A paisagem digital atual, é testemunha de uma mudança de paradigma, com os Agentes de IA a experimentar um crescimento exponencial, enquanto os mecanismos de busca tradicionais começam a estagnar. Em março de 2025, os Agentes de IA acumularam 55,2 mil milhões de visitas, o equivalente a uma taxa de crescimento anual de 80,92%. Em contraste, os mecanismos de busca como o Google apresentam declínios marginais, sinalizando um ponto de saturação nos modelos tradicionais baseados em consultas.
Entre 2025 e 2028, a previsão é de que o tráfego de agentes cresça de 5 a 10 vezes, com capacidade para capturar 15% a 25% da atividade de pesquisa/busca.
Poderão ganhar aqueles que, no processo de mudança conseguirem imaginar e executar ecossistemas confiáveis e personalizados, construindo experiências digitais dos quotidianos com inteligência, autonomia, privacidade e utilidade.
Mas estejamos atentos porque a ausência de competências para gerir milhões de agentes de IA autónomos “online” e “on-chain” ameaça os limites da liderança humana. Mede-se o corpo através de rostos simulados, vozes clonadas, impressões digitais coletadas e reproduzidas, varreduras de íris copiadas e imitadas mas, nem sempre se comprova a pessoa – viva, presente, consciente.
A tecnosociedade do século vinte e um, reclama novas disciplinas de capacitação para o “Human Prompting” juntando ciência, filosofia e espiritualidade, estratégia determinante para executar um “law enforcement” capaz de manter e orientar o “alignment” humano-algoritmico através de uma governança colaborativa de matriz humanista ou “Human-driven”.

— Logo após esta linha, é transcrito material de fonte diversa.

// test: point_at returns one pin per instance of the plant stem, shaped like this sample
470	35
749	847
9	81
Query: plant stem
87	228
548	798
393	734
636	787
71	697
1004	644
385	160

Promover lideranças com a “sabedorIA” para falar abertamente de tecnopoiesis, tecnociências e tecnocracias é essencial.
E é mister, eliminar temas tabu, tradicionais reservas de pensamento, enquanto obstáculos que impedem o avanço e florescimento de uma tecnocivilização em modo consciente e participado, não- forjada ou catalizada aleatóriamente através de equívocos, desinformações, omissões e eufemismos.
Os avanços da IA que promovem as tecnocracias, não podem ser ensinados ou acompanhados em modo “avestruz” com a cabeça enterrada nas areias do passado. E a maturidade da IA não deverá ser construída em laboratórios à “Pardal”, porque os tempos exigem a ampliação da consciência em direção a uma “sabedorIA” fundadada e alinhada ao humano em ambientes de Missão Crítica, onde os dados são munições, a governança é armadura, o algoritmo é tecnocultura e agilidade não é opção … é sobrevivência.